The pro-abortion movement has been saddled with a all-too-focused name. It’s actually a pro-woman movement, insofar it was always women who took the lead to change the laws of the land. The pro-“life” anti-abortion movement, began as a male-dominated movement and male figures are featured most prominently still. You should have seen the odious figures who showed up at Notre Dame when President Obama’s commencement speech was announced: Alan Keyes and Randall Terry, grubbing for attention (which they got).

Since the early 70s and the passage of Roe v. Wade the term Catholic Right has been more or less coined. Back when I originally published The Harrisburg 7 and the New Catholic Left–there is a new edition with a fresh Afterword out – what was new was the Catholic Left. There had been the old Dorothy Day Catholic Left, but the anti-war priests and nuns of the Vietnam period were the New.

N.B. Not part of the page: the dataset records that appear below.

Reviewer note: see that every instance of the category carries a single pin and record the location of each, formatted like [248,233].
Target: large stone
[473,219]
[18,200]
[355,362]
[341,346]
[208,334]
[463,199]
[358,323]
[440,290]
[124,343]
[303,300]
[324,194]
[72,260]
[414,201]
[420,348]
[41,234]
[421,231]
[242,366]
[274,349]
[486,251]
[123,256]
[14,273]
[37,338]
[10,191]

They were in opposition to the Bishops back then, too; but the Catholic Church wasn’t thought of as the “Right” back then. The Bishops were, of course, that, but then there was no need for labels. But over the decades a Catholic Right was created, or, rather, more pertinently, a religious right was hatched, to try to ecumenically turn back the progressive impulses that reared their multiple heads throughout the period. The Catholic Bishops being the repository of authority does not go unchallenged, as Gary Gutting effectively points out.

Natural law, of course, is full of contraception. Garry Wills goes into the theological background of “natural law,“ but I prefer a more pragmatic approach: Fertilized eggs are lost in the thousands, if not millions, world-wide by couples trying to get pregnant. (There is always a poignance in the case of couples trying to get pregnant and the majority who are trying to avoid it, or those who become pregnant at the drop of a hat.) And Natural law also includes the ever-present, it seems, tried-and-true, centuries old, methods of birth control that include famine, pestilence, natural disasters; and, in place of abortion, we have infanticide. You see where all this sort of logic can lead.

Catholics have wrestled with contraception and the Church’s teachings on it over the decades, generation by generation. The younger generation seems to be wrestling less, given the advances in the methods of contraception now available. One of my sisters (I’m from a family of eight children) got birth control pills back in the 1960s when the doses involved would choke a horse (or, at least, make a horse infertile), because of her “irregular” periods, before she went off to a nunnery for a couple of years.

My mother, at the same time, had three painful, late miscarriages in a row, after having her eighth child, when a friendly priest finally permitted her to use birth control, saying she had brought enough Catholic children into the world. Such stories of my mother’s generation are legion – and often heartrending.

But, enough. Religion may no longer be the opiate of the people, but it is certainly the father – not the mother – of all political wedge issues.